We experimentally test the effects of tilting a turbulent Rayleigh-B{é}nard convection cell on the dynamics of the large-scale circulation (LSC) orientation $θ_0$. The probability distribution of $θ_0$ is measured, and used to obtain a tilt-induced potential acting on $θ_0$, which is used in a low-dimensional model of diffusion of $θ_0$ in a potential. The form of the potential is sinusoidal in $θ_0$, and linear in tilt angle for small tilt angles, which is explained by a simple geometric model of the vector direction of the mean buoyancy force acting on the LSC. However, the magnitude of the tilt-induced forcing is found to be two orders of magnitude larger than previously predicted.

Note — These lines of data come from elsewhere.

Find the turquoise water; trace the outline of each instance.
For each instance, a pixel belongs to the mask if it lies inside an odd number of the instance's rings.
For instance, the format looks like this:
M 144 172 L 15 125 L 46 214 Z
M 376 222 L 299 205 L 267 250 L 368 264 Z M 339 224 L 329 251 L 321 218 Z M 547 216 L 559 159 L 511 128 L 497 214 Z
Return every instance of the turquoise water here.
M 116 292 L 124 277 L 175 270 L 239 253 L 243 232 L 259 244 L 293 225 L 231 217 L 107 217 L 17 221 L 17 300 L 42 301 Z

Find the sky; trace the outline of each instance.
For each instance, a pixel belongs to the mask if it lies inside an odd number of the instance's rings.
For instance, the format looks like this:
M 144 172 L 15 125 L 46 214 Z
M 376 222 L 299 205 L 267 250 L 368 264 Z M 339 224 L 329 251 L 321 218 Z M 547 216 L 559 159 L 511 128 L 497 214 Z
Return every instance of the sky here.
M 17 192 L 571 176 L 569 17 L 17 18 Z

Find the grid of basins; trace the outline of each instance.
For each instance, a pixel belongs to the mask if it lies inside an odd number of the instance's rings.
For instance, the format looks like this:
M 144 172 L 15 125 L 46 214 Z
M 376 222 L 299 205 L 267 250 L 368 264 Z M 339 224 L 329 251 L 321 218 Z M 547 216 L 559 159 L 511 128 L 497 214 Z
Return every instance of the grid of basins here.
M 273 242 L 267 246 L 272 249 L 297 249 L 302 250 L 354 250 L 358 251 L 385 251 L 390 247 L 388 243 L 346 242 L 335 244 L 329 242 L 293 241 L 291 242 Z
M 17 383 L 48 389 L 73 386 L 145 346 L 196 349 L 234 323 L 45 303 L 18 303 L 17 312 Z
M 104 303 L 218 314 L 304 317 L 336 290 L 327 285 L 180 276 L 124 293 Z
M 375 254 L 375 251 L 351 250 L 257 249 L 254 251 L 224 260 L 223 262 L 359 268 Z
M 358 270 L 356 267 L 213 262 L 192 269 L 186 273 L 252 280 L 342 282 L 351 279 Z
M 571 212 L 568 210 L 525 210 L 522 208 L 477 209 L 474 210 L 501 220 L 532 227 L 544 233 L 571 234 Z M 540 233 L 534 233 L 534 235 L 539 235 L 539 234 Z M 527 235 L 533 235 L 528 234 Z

When this parameter is adjusted to match values obtained from the probability distribution of $θ_0$, the diffusive model can quantitatively predict effects of tilt on $θ_0$. In particular, tilt causes a change in potential barrier height between neighboring corners of a cubic cell, and changes in the barrier-crossing rate for $θ_0$ to escape a corner are predicted with an accuracy of $\pm30\%$. As a cylindrical cell is tilted, the tilt-induced potential provides a restoring force which induces oscillations when it exceeds the strength of damping; this critical tilt angle is predicted within 20\%, and the prediction is consistent with measured oscillation frequencies. These observations show that a self-consistent low-dimensional model can be extended to include the dynamics of $θ_0$ due to tilt. However, the underprediction of the effect of tilt on $θ_0$ warrants revisiting the predicted magnitude.